Media Release | 11th November, 2021Has COVID or low interest rates had a bigger impact on retirement?

While it is too early to tell if COVID has brought forward the number of seniors retiring in Australia, what is known is that retirees face years of low interest rates with the RBA Governor stating several times that interest rates won’t rise until 2024.

Paul Rogan from Pension Boost thinks that pre-retirees and the retired are caught between a rock and a hard place with COVID uncertainty and the effects of a sustained period of low interest rates.

“A recent study by Forbes Advisor highlights this uncertainty about retirement trends in the US. More than double the number of Baby Boomers brought forward their retirement plans due to COVID in 2020.

“An interesting point in the study was that more Americans want to age in place and not downsize. This is a consistent trend in Australia and has led to more interest in reverse mortgages to supplement cashflow impacted by low return markets,’” said Paul Rogan, Founder, Pension Boost.

Another risk facing pre-retirees and those early in their retirement is that globally stock markets are at or near record highs and a correction is likely on the horizon.

As we saw in the 2008 GFC, market downturn early in retirement can materially adversely impact the time over which the nest egg will last. The Forbes Advisor report also talks to taking out a reverse mortgage as a strategy to provide cashflow rather than selling growth assets during a volatile market.

Four Ways Covid-19 Has Changed Retirement – Forbes Advisor

The Pension Loans Scheme (PLS)

The PLS has been in operation in various forms since 1985 and it is one of the Australian Government’s best kept secrets. The intent of the PLS is to assist seniors fund their regular costs of living by accessing some of the equity they have in their home or property.

From 1 July 2019, all Australian resident seniors who own property can access the PLS, including self-funded retirees.

The PLS is a ‘reverse mortgage’ style contract where the Australian Government provides you with a loan amount each fortnight – at a maximum payment level of 150% of the Full Age Pension less any government pension you currently receive.

The PLS advantage

Paul asked financial planner John Hazell from Richmond Partners in North Sydney for his views on senior’s thinking about reverse mortgages.

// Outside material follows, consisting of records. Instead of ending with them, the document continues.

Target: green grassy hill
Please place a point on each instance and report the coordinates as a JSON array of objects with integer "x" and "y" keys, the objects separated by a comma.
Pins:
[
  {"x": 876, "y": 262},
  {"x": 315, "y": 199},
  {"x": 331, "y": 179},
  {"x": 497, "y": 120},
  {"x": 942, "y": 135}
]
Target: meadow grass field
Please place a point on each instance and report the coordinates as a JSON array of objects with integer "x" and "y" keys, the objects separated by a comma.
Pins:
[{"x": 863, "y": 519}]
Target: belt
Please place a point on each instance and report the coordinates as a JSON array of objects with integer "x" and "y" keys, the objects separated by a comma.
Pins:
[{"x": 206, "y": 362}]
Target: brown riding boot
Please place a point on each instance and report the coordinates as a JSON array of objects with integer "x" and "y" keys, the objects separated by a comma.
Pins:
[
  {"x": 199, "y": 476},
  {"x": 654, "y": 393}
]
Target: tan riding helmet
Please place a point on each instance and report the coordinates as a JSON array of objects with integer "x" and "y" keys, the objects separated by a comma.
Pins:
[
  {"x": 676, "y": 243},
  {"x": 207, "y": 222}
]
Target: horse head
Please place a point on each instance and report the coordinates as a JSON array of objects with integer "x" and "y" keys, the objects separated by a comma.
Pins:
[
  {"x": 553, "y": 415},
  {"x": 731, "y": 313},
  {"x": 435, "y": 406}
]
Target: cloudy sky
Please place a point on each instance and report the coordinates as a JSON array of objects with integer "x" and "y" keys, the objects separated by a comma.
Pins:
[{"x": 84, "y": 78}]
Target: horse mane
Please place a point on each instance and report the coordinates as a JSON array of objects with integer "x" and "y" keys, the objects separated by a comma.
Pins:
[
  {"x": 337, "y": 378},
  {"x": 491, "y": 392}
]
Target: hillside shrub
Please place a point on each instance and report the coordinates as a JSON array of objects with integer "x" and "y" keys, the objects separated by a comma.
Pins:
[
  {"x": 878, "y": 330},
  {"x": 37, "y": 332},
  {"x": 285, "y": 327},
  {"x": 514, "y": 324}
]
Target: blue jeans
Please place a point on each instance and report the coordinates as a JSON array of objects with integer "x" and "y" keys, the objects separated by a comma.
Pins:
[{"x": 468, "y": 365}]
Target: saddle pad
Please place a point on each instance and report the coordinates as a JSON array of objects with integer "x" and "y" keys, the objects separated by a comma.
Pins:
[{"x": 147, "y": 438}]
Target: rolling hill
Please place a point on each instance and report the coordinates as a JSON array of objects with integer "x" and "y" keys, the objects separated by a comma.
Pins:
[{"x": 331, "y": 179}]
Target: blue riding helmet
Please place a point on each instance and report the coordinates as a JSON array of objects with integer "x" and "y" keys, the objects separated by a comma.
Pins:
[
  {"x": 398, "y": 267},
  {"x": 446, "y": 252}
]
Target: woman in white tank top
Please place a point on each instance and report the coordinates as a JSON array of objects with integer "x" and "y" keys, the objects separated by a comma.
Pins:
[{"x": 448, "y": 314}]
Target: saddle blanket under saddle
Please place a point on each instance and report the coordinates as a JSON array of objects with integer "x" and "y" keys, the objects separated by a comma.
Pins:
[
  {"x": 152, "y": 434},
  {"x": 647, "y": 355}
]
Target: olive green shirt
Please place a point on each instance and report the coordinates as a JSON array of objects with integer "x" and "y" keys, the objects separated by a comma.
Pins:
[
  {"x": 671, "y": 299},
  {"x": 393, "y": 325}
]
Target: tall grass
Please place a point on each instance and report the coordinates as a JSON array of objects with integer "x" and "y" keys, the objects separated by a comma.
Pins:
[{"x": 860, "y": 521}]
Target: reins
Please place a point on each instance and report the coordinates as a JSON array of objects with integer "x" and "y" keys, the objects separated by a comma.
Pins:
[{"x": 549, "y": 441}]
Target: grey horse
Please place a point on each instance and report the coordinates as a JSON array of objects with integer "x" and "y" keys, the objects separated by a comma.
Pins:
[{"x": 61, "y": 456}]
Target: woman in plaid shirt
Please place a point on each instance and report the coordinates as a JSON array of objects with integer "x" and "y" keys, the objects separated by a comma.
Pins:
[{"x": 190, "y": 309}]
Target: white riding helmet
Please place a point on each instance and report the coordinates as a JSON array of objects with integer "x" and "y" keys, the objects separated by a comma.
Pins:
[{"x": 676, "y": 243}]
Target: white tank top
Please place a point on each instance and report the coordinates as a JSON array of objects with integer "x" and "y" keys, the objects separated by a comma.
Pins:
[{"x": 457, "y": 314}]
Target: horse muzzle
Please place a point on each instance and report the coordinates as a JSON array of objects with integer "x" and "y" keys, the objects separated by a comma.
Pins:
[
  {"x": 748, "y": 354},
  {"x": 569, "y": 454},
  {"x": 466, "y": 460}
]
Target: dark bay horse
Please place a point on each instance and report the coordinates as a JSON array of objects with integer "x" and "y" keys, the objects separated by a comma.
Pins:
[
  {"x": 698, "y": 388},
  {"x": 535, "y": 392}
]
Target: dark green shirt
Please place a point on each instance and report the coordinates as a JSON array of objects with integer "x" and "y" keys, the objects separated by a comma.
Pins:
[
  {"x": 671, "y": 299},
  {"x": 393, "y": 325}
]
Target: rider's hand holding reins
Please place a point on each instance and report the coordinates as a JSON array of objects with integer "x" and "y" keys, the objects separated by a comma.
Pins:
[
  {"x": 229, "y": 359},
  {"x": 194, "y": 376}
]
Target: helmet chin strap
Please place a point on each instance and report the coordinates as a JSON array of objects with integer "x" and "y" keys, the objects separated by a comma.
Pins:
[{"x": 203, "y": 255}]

John stated that more of his clients are considering the Australian Government’s reverse mortgage option, the PLS, because of its advantages including:

  • The significant equity locked up in their home with no easy way to access it without selling or taking out a costly commercial reverse mortgage.
  • Its simple equity release mechanism without the stress of having to see multiple professionals (Solicitor, Financial Planner) and expenses. Plus, whilst there’s no obligation to make repayments, it offers the flexibility of being able to be repaid in full or in part at any time without fees or penalties, which suits those with windfalls or other inheritances later in life.
  • Access to additional in-home care services thanks to the additional cashflow, offering peace of mind for families knowing their loved one can stay in the family home longer while still being cared for.
  • Extra cashflow to cover home maintenance and medical care without having to sell.
  • Being able to avoid the significant transactional costs involved in downsizing (e.g. Stamp Duty, Agent’s commissions, styling, legals, etc) eroding the level of equity release, not to mention the emotional upheaval involved.
  • Delay the selling of other assets, potentially at a loss, during a volatile market.
  • Using the lower interest rate of the PLS (currently 4.5%) to offset their market linked portfolio in a balanced profile with an assumed compounding average return at 7-8%p.a. (* IOOF MultiMix Balanced Growth Trust 9.45%p.a. average over 5 years to 28th September 2021, sector at 7.95% p.a. for same period). If it is also in a tax-free income stream or Allocated Pension, that return is not eroded by tax. The advent of new legislation opening up Superannuation to retirees up to 75 years old without a work test from 1 July 2022, means that previously taxed investments and in some cases near zero interest rate term deposits could now be moved into a tax-free income stream for a better longer term return profile with the confidence the PLS can be used for capital expenses and, if so desired to supplement a better lifestyle and increased lifestyle expenditure.
  • For those in high-growth property markets such as Sydney, the family home is likely to continue to be a significant asset to pass on. Even with a loan such as the PLS against some of the equity, the historical property growth suggests that the accumulated debt would be outpaced by the property value over the next 5, 10 or 20 years.